Wednesday's eruption was around 40 kilometres from the capital, near the site of the Mount Fagradalsfjall volcano in southwestern Iceland that erupted for six months in March-September 2021, mesmerising tourists and spectators who flocked to the scene.
A strip of glowing red lava could be seen gushing from the ground, spouting 20-30 metres into the air before spreading into a blanket of smouldering black rock.
As it cooled, blueish smoke rose up from the hilly landscape on the Reykjanes peninsula.
The Icelandic Meteorological Office (IMO), which monitors seismic activity, estimated the size of the fissure at about 300 metres.

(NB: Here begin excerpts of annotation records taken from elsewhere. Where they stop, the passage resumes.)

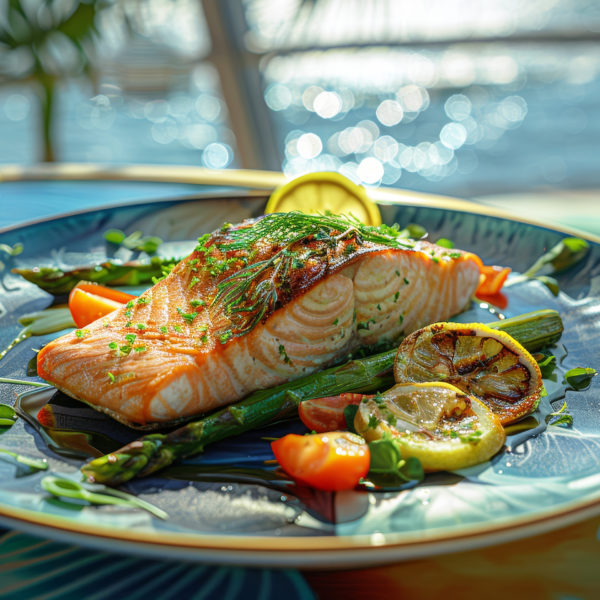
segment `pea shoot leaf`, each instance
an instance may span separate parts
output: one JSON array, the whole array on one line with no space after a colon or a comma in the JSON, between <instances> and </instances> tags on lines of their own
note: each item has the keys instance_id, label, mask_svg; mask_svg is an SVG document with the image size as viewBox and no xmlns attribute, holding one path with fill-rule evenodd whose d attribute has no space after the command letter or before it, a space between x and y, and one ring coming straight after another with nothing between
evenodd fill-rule
<instances>
[{"instance_id":1,"label":"pea shoot leaf","mask_svg":"<svg viewBox=\"0 0 600 600\"><path fill-rule=\"evenodd\" d=\"M584 390L592 383L594 375L596 375L596 369L577 367L565 373L564 382L574 390Z\"/></svg>"}]
</instances>

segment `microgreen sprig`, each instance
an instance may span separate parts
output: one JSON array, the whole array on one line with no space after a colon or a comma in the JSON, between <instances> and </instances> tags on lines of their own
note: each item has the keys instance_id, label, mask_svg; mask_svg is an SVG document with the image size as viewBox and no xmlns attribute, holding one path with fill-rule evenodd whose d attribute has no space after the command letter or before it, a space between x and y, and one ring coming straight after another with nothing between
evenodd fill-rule
<instances>
[{"instance_id":1,"label":"microgreen sprig","mask_svg":"<svg viewBox=\"0 0 600 600\"><path fill-rule=\"evenodd\" d=\"M79 483L72 479L64 479L51 475L44 477L41 485L44 490L57 498L84 500L91 504L113 504L116 506L141 508L159 519L167 519L169 517L164 510L161 510L149 502L104 485Z\"/></svg>"}]
</instances>

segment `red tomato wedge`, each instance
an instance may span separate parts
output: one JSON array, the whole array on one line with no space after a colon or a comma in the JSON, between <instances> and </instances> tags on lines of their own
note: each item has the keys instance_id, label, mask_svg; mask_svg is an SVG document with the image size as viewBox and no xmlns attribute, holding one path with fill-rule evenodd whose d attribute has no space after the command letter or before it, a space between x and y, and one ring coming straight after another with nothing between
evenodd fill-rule
<instances>
[{"instance_id":1,"label":"red tomato wedge","mask_svg":"<svg viewBox=\"0 0 600 600\"><path fill-rule=\"evenodd\" d=\"M339 396L303 400L298 405L298 415L308 429L317 433L346 429L344 409L350 404L360 404L363 398L372 396L347 392Z\"/></svg>"},{"instance_id":2,"label":"red tomato wedge","mask_svg":"<svg viewBox=\"0 0 600 600\"><path fill-rule=\"evenodd\" d=\"M510 273L509 267L495 267L495 266L486 266L483 265L481 267L481 275L483 275L483 280L479 284L475 295L479 297L482 296L494 296L498 294Z\"/></svg>"},{"instance_id":3,"label":"red tomato wedge","mask_svg":"<svg viewBox=\"0 0 600 600\"><path fill-rule=\"evenodd\" d=\"M479 256L472 252L469 252L468 256L479 265L480 281L478 288L475 290L475 296L487 301L488 298L482 298L482 296L495 297L500 294L500 290L511 271L510 267L484 265Z\"/></svg>"},{"instance_id":4,"label":"red tomato wedge","mask_svg":"<svg viewBox=\"0 0 600 600\"><path fill-rule=\"evenodd\" d=\"M134 298L136 296L97 283L80 281L69 294L69 310L75 325L85 327Z\"/></svg>"},{"instance_id":5,"label":"red tomato wedge","mask_svg":"<svg viewBox=\"0 0 600 600\"><path fill-rule=\"evenodd\" d=\"M271 448L288 475L318 490L351 490L369 471L369 446L347 431L290 433Z\"/></svg>"}]
</instances>

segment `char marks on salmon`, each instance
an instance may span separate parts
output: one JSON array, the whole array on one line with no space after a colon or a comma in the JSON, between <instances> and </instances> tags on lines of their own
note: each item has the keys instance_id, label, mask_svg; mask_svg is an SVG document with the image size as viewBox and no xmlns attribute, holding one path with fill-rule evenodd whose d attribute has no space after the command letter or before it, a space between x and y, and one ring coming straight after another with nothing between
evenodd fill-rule
<instances>
[{"instance_id":1,"label":"char marks on salmon","mask_svg":"<svg viewBox=\"0 0 600 600\"><path fill-rule=\"evenodd\" d=\"M154 427L462 311L478 260L351 218L272 214L206 234L137 300L46 345L41 377Z\"/></svg>"}]
</instances>

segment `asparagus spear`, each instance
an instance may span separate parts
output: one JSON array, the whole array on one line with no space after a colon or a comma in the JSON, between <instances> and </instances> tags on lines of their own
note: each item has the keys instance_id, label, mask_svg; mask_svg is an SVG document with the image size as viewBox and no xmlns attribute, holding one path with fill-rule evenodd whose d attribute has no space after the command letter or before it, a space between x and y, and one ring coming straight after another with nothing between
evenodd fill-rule
<instances>
[{"instance_id":1,"label":"asparagus spear","mask_svg":"<svg viewBox=\"0 0 600 600\"><path fill-rule=\"evenodd\" d=\"M560 315L554 310L535 311L489 326L512 335L531 351L556 343L563 331ZM116 452L92 460L81 471L88 481L119 485L202 452L208 444L292 416L302 400L348 391L385 389L393 383L390 371L395 355L395 349L389 350L254 392L237 404L171 433L145 435Z\"/></svg>"},{"instance_id":2,"label":"asparagus spear","mask_svg":"<svg viewBox=\"0 0 600 600\"><path fill-rule=\"evenodd\" d=\"M96 265L85 265L63 271L58 267L36 267L34 269L13 269L35 283L44 291L59 296L68 294L81 280L103 285L141 285L152 283L157 277L169 272L179 261L177 258L153 256L150 262L132 260L124 263L106 261Z\"/></svg>"}]
</instances>

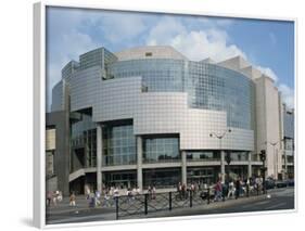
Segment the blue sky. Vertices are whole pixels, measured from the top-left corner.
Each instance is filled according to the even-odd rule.
[[[68,61],[98,47],[117,52],[147,44],[173,46],[194,61],[242,55],[294,106],[293,22],[48,8],[47,110]]]

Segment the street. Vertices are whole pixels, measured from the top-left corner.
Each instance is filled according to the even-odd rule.
[[[267,196],[268,195],[268,196]],[[139,219],[139,218],[160,218],[175,216],[194,216],[212,214],[230,214],[243,211],[267,211],[280,209],[293,209],[294,206],[294,188],[283,188],[269,190],[267,195],[251,197],[240,197],[238,200],[227,200],[226,202],[216,202],[203,204],[194,207],[175,208],[173,210],[160,210],[126,216],[119,219]],[[86,202],[86,201],[85,201]],[[82,202],[84,203],[84,202]],[[86,204],[79,205],[78,208],[59,205],[48,209],[47,223],[67,223],[67,222],[88,222],[115,220],[115,207],[88,208]]]

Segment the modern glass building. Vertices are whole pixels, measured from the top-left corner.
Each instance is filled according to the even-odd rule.
[[[240,56],[194,62],[166,46],[89,51],[63,68],[52,92],[50,114],[65,112],[69,139],[54,152],[68,156],[61,190],[160,190],[259,175],[257,153],[283,137],[280,107],[272,80]]]

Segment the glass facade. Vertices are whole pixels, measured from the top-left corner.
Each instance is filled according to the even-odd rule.
[[[114,78],[141,76],[145,91],[188,92],[190,107],[227,112],[229,127],[254,128],[254,84],[214,64],[182,60],[130,60],[110,64]]]
[[[249,155],[249,152],[230,152],[230,157],[232,162],[246,162]]]
[[[109,171],[103,172],[103,182],[106,188],[117,187],[128,189],[137,187],[137,171]]]
[[[189,162],[213,162],[220,161],[219,151],[188,151],[187,159]]]
[[[103,165],[136,164],[136,137],[132,125],[103,127]]]
[[[294,138],[294,113],[284,112],[283,113],[283,132],[285,138]]]
[[[189,62],[187,92],[191,107],[227,112],[229,127],[253,129],[254,84],[217,65]]]
[[[180,60],[130,60],[110,65],[114,78],[141,76],[148,91],[183,91],[183,61]]]
[[[179,138],[144,138],[143,163],[176,162],[180,159]]]
[[[188,184],[198,183],[202,187],[203,183],[216,182],[219,167],[190,167],[187,169]]]
[[[144,169],[143,189],[155,187],[156,189],[176,188],[181,182],[181,170],[179,168]]]
[[[90,115],[71,126],[71,170],[97,166],[97,124]]]

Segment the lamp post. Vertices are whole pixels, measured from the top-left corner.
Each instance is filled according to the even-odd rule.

It said the eruption started in the Meradalir valley, less than one kilometre from the scene of last year's eruption.
The latest eruption, which was the seventh in 21 years, was believed to be five to 10 times bigger than last year's eruption, with about 20-50 cubic metres of magma spewing out per second, Magnus Tuma Gudmundsson, professor of geophysics at the University of Iceland, told Icelandic media.
Gas pollution feared
The eruption came after a period of intense seismic activity, with about 10,000 earthquakes detected since Saturday, including two with a magnitude of at least 5.0.
While there was no ash plume, the IMO said it was "possible that pollution can be detected due to the gas release".
Gases from a volcanic eruption – especially sulphur dioxide – can be elevated in the immediate vicinity, and may pose a danger to health and even be fatal.
Gas pollution can also be carried by the wind.
"Risk to populated areas and critical infrastructure is considered very low and there have been no disruptions to flights", the Icelandic Foreign Ministry said on Twitter.
Rescue teams and police rushed to the scene to assess the danger and possible gas contamination and discouraged people from visiting.
Mount Fagradalsfjall belongs to the Krysuvik volcanic system on the Reykjanes peninsula in southwestern Iceland.
Known as the land of fire and ice, Iceland has 32 volcanic systems currently considered active, the highest number in Europe. The country has had an eruption every five years on average.